Importar auriculares TWS desde China: qué revisar
Guía técnica para importar auriculares TWS: Bluetooth SIG, informe UN38.3, cómo medir la autonomía real y qué pasa con la cancelación de ruido.
Importar auriculares TWS desde China exige verificar cuatro documentos —declaración ante Bluetooth SIG, informe UN38.3 emitido a nombre de la celda y del pack exactos, MSDS y homologación del destino— y medir dos cosas en la muestra: autonomía real y atenuación de ruido.
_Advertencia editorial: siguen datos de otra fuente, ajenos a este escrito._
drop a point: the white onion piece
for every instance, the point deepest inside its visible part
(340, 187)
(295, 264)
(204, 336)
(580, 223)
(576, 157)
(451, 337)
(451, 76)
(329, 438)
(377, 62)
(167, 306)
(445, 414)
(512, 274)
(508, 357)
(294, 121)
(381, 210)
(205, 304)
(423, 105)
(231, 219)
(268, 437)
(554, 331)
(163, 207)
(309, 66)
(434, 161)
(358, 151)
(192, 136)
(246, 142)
La tarifa publicada por Bluetooth SIG, vigente desde el 1 de marzo de 2026, fija en 12.000 USD la cualificación completa de producto para un miembro Adopter, y un producto sin declarar puede ser retenido en aduana.
Por qué el TWS se decide en treinta segundos y no en el precio
El comprador final juzga un auricular TWS en la primera media hora de uso, no por la ficha técnica, y ese veredicto decide si lo devuelve. Comprueba cuatro cosas: si empareja a la primera, si el sonido va sincronizado con el vídeo, cuánto dura la batería y si se cae del oído al caminar. Ninguna aparece en una inspección visual.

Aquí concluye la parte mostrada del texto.